Die Kinder malten ein Bild als buntes Dankeschön für die große Spende. Im Mittelpunkt: ein Apfel. 130.000 Flaschen Apfelsaft wurden verkauft - von jeder verkauften Flasche wurden zehn Cent für das Kinderhaus abgezweigt. So kam die Spende von 13.000 Euro zusammen. (Foto: pr)

Getränkefirma spendet 13.000 Euro an das Kinderhaus Pinnasberg.

Die gewaltige Summe von 13.000 Euro hat der Safthersteller Klindworth dem Kinderhaus am Pinnasberg gespendet. Das Geld stammt aus einer Aktion im Mai: Von jeder verkauften Flasche „Apfelsaft klar“ wurden zehn Cent für den guten Zweck zur Seite gelegt. Kinderhaus-Leiter Torsten Wezel: „Das ist für uns eine erhebliche Summe. Wir können damit unsere intensive Schulförderung für traumatisierte Kinder hier im Haus, die offene Elternberatung und die kostenlosen Frühförderangebote für die Kleinsten auf dem Kiez umsetzen.“
Auch die Mitglieder des Lions-Club Hamburg-Hammaburg freuen sich.
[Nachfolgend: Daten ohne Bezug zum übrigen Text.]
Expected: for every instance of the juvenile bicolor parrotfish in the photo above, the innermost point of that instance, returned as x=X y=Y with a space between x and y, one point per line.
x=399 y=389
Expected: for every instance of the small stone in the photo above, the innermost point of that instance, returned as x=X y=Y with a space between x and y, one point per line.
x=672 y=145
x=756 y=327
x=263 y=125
Sie unterstützen das Kinderhaus nämlich schon seit 17Jahren und haben sich in diesem Jahr um die Kooperation mit der Getränke-Firma bemüht.
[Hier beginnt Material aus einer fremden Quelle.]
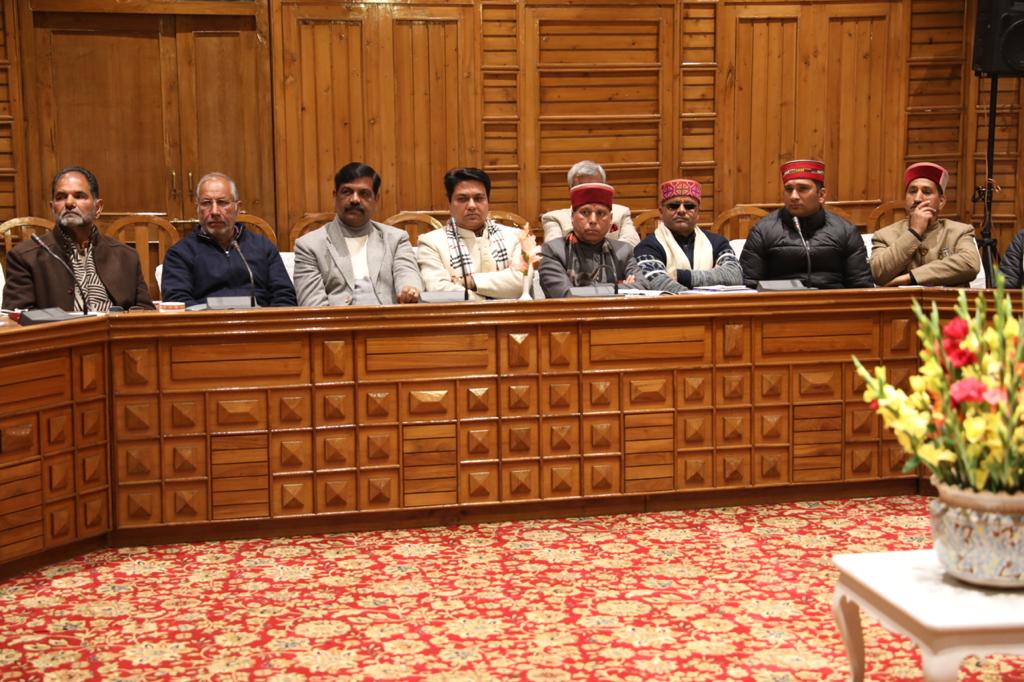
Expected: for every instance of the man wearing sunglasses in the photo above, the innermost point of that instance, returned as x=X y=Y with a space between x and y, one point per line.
x=680 y=251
Die Kinderhaus-Kinder eint, trotz unterschiedlicher Lebensläufe und verschiedener Nationalitäten, die Tatsache, dass sie schon vor ihrer Aufnahme ins Kinderhaus auf St. Pauli gelebt haben und ihre Herkunftsfamilien in der Regel dort noch wohnen. Das heißt: Sie haben ihre sozialen Bindungen im Stadtteil, und die sollen nicht gekappt, sondern gepflegt werden.
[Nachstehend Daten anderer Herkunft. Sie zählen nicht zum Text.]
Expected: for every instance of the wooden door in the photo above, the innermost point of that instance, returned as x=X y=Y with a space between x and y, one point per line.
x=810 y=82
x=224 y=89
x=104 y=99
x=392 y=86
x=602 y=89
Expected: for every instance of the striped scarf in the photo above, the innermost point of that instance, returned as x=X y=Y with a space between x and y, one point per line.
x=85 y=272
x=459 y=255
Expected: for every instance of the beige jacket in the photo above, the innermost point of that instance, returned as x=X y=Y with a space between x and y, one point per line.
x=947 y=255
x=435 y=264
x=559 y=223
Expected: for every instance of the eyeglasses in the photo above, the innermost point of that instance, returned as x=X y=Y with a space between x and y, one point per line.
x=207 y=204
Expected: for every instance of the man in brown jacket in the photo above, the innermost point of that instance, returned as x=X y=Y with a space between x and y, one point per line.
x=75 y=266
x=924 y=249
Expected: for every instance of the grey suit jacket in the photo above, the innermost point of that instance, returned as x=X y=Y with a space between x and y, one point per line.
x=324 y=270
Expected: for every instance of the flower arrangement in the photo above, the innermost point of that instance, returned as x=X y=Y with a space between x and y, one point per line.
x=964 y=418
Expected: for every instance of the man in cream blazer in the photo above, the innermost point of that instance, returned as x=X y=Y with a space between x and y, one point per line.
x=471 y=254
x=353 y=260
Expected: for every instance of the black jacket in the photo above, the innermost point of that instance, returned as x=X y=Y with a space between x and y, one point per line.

Das Kinderhaus nimmt die Kinder auf, wenn sie aus den unterschiedlichsten Gründen nicht mehr bei ihren Eltern leben können. Hier erleben die Kinder verlässliche Strukturen und eine Erziehung ohne Gewalt. Gleichzeitig bemühen sich die Mitarbeiter des Kinderhauses darum, das Verhältnis zwischen Eltern und Kindern zu verbessern, um eine Rückkehr in die Familie zu ermöglichen. Dies gelingt nicht immer; einige Kinder bleiben deshalb bis zu ihrer Volljährigkeit am Pinnasberg.